From Greenbacks to Backpacks: Transforming Public Education in Mississippi

Winsome Waite, The Opportunity Institute & Rachel Mayes, Southern Echo

In Mississippi, as in much of the United States, the re-opening of schools has been a study in contradictions: bus driver shortages amid huge federal investments in public education; bitter and uninformed backlashes against vaccination policies and “Critical Race Theory” amid broad consensus that students need positive and supportive learning environments. Recent National Assessment of Educational Progress (NAEP) results showed Mississippi’s commendable gains in reading and mathematics but lost their shine with the familiar and persistent race-based disparities reflected in those scores.

With the highest overall poverty rate in the nation, familiar divides persist among the wealthy and the poor in Mississippi. More politically connected communities thrive while lower-income areas worry whether the electrical grid will hold up to the first freeze, or how much longer their children will have to drink lead-tainted water. To be fair, much of this can also be seen at a national level: even in the worst of the pandemic, while poorer communities of color struggled to keep the electricity on, the national economy was busy minting new waves of white billionaires. Some billionaires even decided to shoot themselves into space to keep busy.  

The Hard Truth about Progress in Education

Back on earth, those of us who sat through webinars and presentations watched a bevy of national experts, better known for giving sound bites about “transforming education” than for offering much in the way of actual help, talk briefly about the depth and reach of race-based entrenchment and inequity before quickly transitioning to easy platitudes and truisms. The mind boggles to consider what would happen if they and the Rocketeers got together to focus on the real-life challenges of providing just and equitable learning opportunities for all children.

In reflecting on inequity, it is worth remembering that our collective “mixed bag” of school reopening experience is not by accident – it is by design. To change the design will require a good deal more than merely writing, delivering remarks, and pushing reports and toolkits out to those who have the responsibility of “doing.”  

It's not just the experts on webinars, either. Far too many education and government leaders continue to believe that simply making funds available for impacted communities will be sufficient to “fix” longstanding inequities. Particularly in COVID-ravaged communities, there is no question that federal rescue funding through the American Rescue Plan, the CARES Act, and related legislation was essential. There is also no question that inadequate attention has been given to how this funding can be used to uproot racial inequalities by strategically addressing the full range of needs of young people in places like the Mississippi Delta.

Of course, there was insufficient time, given the urgency and lethality of the pandemic and the tight timeframes in which districts had to develop plans for use of the federal Elementary and Secondary Emergency Relief (ESSER) funds, to strategically target the use of these funds on eradicating the various pernicious manifestations of American racism. Still, a good portion –most, even most of this failure is attributable not to the urgent timeframes of the pandemic but to ongoing, built-in systemic factors.

When those in charge of allocating resources are those who have benefitted personally from the uneven playing field, it is hard to envision funds being used to comprehensively support low-income communities of color. While there are indeed leaders willing to undertake the challenging work of advancing equity in underserved communities, they are working amid great and urgent need, with severe time constraints, limited staffing capacity, and intractable state and federal bureaucracies. Most do not last long in their positions.

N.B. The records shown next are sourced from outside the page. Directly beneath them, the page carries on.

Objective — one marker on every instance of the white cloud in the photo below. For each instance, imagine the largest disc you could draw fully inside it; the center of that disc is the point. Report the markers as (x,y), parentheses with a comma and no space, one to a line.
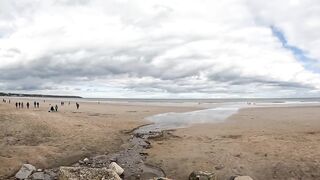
(158,48)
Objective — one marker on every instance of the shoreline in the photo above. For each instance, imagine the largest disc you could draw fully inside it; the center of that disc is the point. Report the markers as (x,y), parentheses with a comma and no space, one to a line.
(207,136)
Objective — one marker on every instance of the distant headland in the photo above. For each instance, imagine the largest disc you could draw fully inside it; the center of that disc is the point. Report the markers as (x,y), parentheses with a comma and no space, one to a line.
(37,95)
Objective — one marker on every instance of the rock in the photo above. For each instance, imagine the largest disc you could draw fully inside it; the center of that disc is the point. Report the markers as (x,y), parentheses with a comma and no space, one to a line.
(202,175)
(115,167)
(67,173)
(219,167)
(243,178)
(25,171)
(38,176)
(86,160)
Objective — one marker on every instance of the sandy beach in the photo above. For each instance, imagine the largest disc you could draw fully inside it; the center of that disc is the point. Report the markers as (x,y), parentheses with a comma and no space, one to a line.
(49,139)
(264,143)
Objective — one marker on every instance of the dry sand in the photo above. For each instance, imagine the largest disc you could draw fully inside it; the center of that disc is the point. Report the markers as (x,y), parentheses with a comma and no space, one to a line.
(60,138)
(264,143)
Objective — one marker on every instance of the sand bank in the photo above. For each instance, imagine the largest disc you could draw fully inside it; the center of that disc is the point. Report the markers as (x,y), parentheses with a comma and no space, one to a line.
(60,138)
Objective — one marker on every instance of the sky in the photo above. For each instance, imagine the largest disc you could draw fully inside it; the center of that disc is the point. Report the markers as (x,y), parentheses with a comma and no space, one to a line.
(161,48)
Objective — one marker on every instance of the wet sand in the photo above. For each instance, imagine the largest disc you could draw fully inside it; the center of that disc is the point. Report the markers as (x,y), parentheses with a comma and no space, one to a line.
(49,139)
(264,143)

This is why, as we say in our work, “it takes a village”: more people in positions of power, those with knowledge, expertise, and resources, must undertake the difficult work of more actively supporting the implementation of policy. Even those in research must begin to connect more deeply with the work in school districts and communities. We must get beyond merely talking about breaking down silos; we must collaborate as a community in the actual doing of the work.

A More Equitable Path

Even well-intentioned policy and ample funding, when disconnected from local priorities and knowledge of actual conditions and practices, do not create equitable change. Our states and localities are littered with examples of good policy gone stale due to lack of attention to people and practice.

The work of Southern Echo and the Opportunity Institute in Mississippi is to bring together policymakers, education leaders, and community to better connect broad-scale work with local needs and assets. “Transformation” in public education is indeed possible, but only with a deliberate focus on money, mindset, and movement.

Listening Carefully to Community

Over the past few months, our organizations have engaged in a series of listening sessions with families, youth, community members, educators, and businesses in Sunflower County. From this work, we are learning what individuals at a local level are prioritizing with regards to education. They want closer partnerships with schools, more resources within the community, opportunities for workforce training and sustainable employment, and a major focus on adolescents and teenagers – those in school and those that have dropped out. They want to center equity in all of this to ensure schools do not return to the old ways that did not work for many of their children.

The basic idea of “whole child” education – that the success of the system is tied to meeting the full array of students’ learning and developmental needs – is the essential premise of our work. We are excited to be partnering with superintendents, school administrators, community, and business leaders in Sunflower County to support the “whole child,” and aim to do the same with other low-income school districts in the state and elsewhere. The alternative —empty platitudes—should no longer be an option.